Figure 2. Single molecule detection in C. elegans.

(a,b) Raw images (10 by 10 pixels) data showing 2 randomly chosen single molecules inside C. elegans. (c,d) 3D representation of the single molecule signal (top), 2D Gaussian fit (middle) and residuals after fitting (bottom) shown in (a) and (b) respectively. The y-axes on the 3D-plots denote the intensity in arbitrary units (e,f) Intensity time trace of the molecules shown in (a,b) indicating that mEOS2 blinks on and off multiple times, leading to possible multiple detections. (g) Graph showing the amount of detected unique molecules in function of the allowed dark time (t_d) between detections (red circles). Exponential fit (blue line) shows the onset of a plateau at around 2 seconds.

Figure 3. PALM of C. elegans VNC.

(a,b) Head region of C. elegans with GLR-1 expressing neurons labeled with eGFP (blue) and GLR-1 molecules labeled with mEOS2 (red). eGFP fluorescence was recorded in standard epi-fluorescence mode and only clearly outlines the ventral nerve cord (VNC). Single GLR-1 molecules detected by PALM imaging were plotted as spots with a width of 214 nm to simulate diffraction-limited microscopy. When zooming in (b), GLR-1 puncta are visible in the VNC. (c) PALM image plotted at 25 ± 0.2 nm average resolution ± standard deviation, similar to (b), showing a more detailed structured of the GLR-1 puncta in the VNC. Scale bars measure 1 μm (a) or 250 nm (b,c). (d) Cluster thickness plotted versus cluster length (red dots). The function y = x is shown in blue, the function y = 3x is shown in green. Most clusters are situated between these lines. (e) Cluster thickness plotted as a function of number of molecules per cluster and (f) cluster length plotted as a function of number of molecules per cluster. Distributions shown (e,f) are fitted with a logarithmic function (blue curve). Function and fit coefficients ± s.d. are shown in box.

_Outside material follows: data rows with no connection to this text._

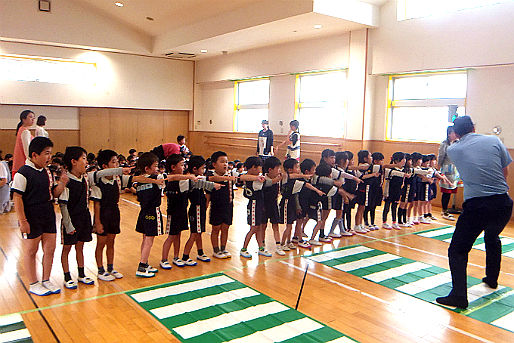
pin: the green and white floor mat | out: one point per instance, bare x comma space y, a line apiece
13, 329
217, 308
445, 234
423, 281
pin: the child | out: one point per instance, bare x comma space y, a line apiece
197, 211
34, 208
76, 227
177, 190
392, 190
222, 204
256, 209
106, 195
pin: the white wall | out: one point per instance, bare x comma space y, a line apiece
123, 80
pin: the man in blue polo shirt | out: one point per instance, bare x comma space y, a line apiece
482, 162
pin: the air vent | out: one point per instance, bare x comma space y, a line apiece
181, 55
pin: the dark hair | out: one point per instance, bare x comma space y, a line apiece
23, 115
341, 156
361, 155
37, 145
195, 161
306, 165
173, 160
377, 156
463, 125
397, 156
41, 120
270, 163
105, 156
216, 155
72, 153
323, 170
146, 160
290, 163
253, 161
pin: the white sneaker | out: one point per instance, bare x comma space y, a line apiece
189, 262
178, 262
165, 265
39, 289
106, 277
219, 254
245, 253
51, 287
116, 274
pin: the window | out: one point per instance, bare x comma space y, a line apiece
321, 103
409, 9
422, 106
39, 69
252, 103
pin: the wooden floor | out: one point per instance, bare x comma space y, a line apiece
363, 310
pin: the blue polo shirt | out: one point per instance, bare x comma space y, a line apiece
480, 161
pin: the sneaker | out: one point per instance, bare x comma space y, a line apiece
245, 253
116, 274
86, 280
70, 284
51, 287
190, 262
219, 254
203, 258
145, 273
178, 262
106, 277
38, 289
165, 265
264, 253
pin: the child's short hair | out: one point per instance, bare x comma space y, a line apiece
397, 156
306, 165
361, 155
195, 161
104, 156
290, 163
173, 160
253, 161
377, 156
37, 145
341, 156
216, 155
270, 163
146, 160
72, 153
323, 170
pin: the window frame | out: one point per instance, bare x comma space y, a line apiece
435, 102
238, 107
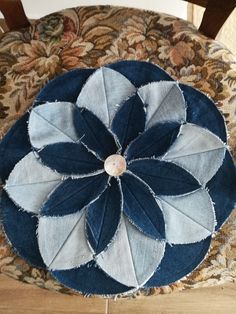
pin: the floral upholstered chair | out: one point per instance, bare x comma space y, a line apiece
33, 54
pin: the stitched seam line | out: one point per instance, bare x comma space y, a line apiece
131, 253
65, 241
146, 214
184, 214
164, 98
203, 152
33, 183
52, 125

Figure 4. Confocal correlated PALM in C. elegans.

(a) Partial confocal Z-projection (15 optical slices, total thickness of 5.30 μm) of eGFP fluorescence marking GLR-1 positive neurons and their processes (blue) overlaid with transmission image of the C. elegans head region (grey). White arrowheads indicate the nerve ring and the VNC. (b) Enlargement of GLR-1 expressing head neurons from Z-projection in (a). (c,d) Close up of the AVEL neuron (c) and the nerve ring (d) indicated in (b) with the distribution of GLR-1 mapped onto the neuron by ccPALM. (e,f) Close up of box in panels (c) and (d), respectively. Scale bars indicate 2 μm (a,b) 250 nm (c,d), or 100 nm (e,f). Cut-off resolution of PALM images (c–f) is 20 nm.